A 24 years old male, presented with the complaints of multiple recurrent renal stones bilaterally. He was on dialysis since last 6 months. His brother had died with chronic renal insufficiency secondary to nephrolithiasis. His routine investigations at the time bone marrow studies revealed anemia with a Haemoglobin of 6.6g/dl, White blood cell count of 5.3 x 109/l; Platelet count of 228 x 109/l. Serum Creatinine was very high 13.9mg/dl. X Ray Abdomen revealed multiple bilateral renal calculi and in addition gall bladder calculi. On ultrasound abdomen his right kidney was 10.5cm x 5.6 cm, had a cyst in the upper pole, multiple calculi were causing hydronephrosis. Left kidney was 8.5cm x 4.8 cm, with multiple calculi. Both kidneys showed increased echogenecity.

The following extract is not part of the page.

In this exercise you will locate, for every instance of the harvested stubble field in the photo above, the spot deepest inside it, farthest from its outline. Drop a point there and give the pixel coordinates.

Serum oxalate levels were 91.2 mg/dl (Normal Range 1-2.4 mg/dl). His Parathyroid MIBI scan was normal, but plasma Parathyroid hormone levels were 373 pg/ml (Normal Range 16 – 87pg/ml). Normochromic normocytic anaemia was present, with normal WBC and platelet count. The bone marrow aspirate was unsuccessful. The trephine biopsy revealed reduced cellularity, depressed erythropoeisis with partly replaced haemopoietic tissue with calcium oxalate crystals (Figure 4Figure 5) which showed birefringence on polarized light (Figure 5).
Systemic oxalosis can be a primary or a secondary disease. Primary hyperoxaluria Type 1 (PH 1) is due to the deficiency of glyoxylate aminotransferase and Type II due to that of glyoxylate reductase/D-glycerate dehydrogenase. PH 1 is an autosomal recessive disorder characterized by hyperoxaluria, calcium oxalate urinary lithiasis in childhood, nephrocalcinosis and renal failure which in turn leads to high blood oxalate levels and precipitation occurs throughout the body in the skin, blood vessels and joints. Secondary oxalosis occurs due to oxalate-rich diet, increased absorption or production of oxalate and reduced excretion as seen in renal failure. Variable degree of cytopenias or pancytopenia may accompany extensive oxalosis. Bone marrow aspirate may be unsuccessful due to extensive crystal deposition or accompanying fibrosis. Calcium oxalate crystals are well demonstrated on trephine biopsy with associated fibrosis and occasionally granulomas. They have a grey-yellow radial arrangement on hematoxylin and eosin staining and are birefringent under polarized light.4 Liver biopsy is the confirmatory test which demonstrate reduced glyoxylate aminotransferase activity (PH1). Molecular diagnosis, being non-invasive, is preferred, if available.5 An early diagnosis of oxalosis is of immense value, because at a stage when renal failure has not set in, proper management can arrest or at least delay the progress of disease. However, in patients who have already developed renal failure at the time of diagnosis, a combined liver and kidney transplantation offers the only salvation.6
Both the cases we report here showed prominent bone marrow infiltration by these crystals. Crystals were found imbedded in the bone marrow fragments. Occasional giant cell formation was also seen, however, granulomas were not visualised. The blood cytopenias/ anaemia were suggestive of the underlying pathology. Therefore we suggest that the diagnosis of primary hyperoxalurea be kept in mind when patients present with cytopenia and renal failure at an early age.
Primary hyperoxalurea may be a rare cause of anemia secondary to calcium oxalate crystal deposition in the bone marrow.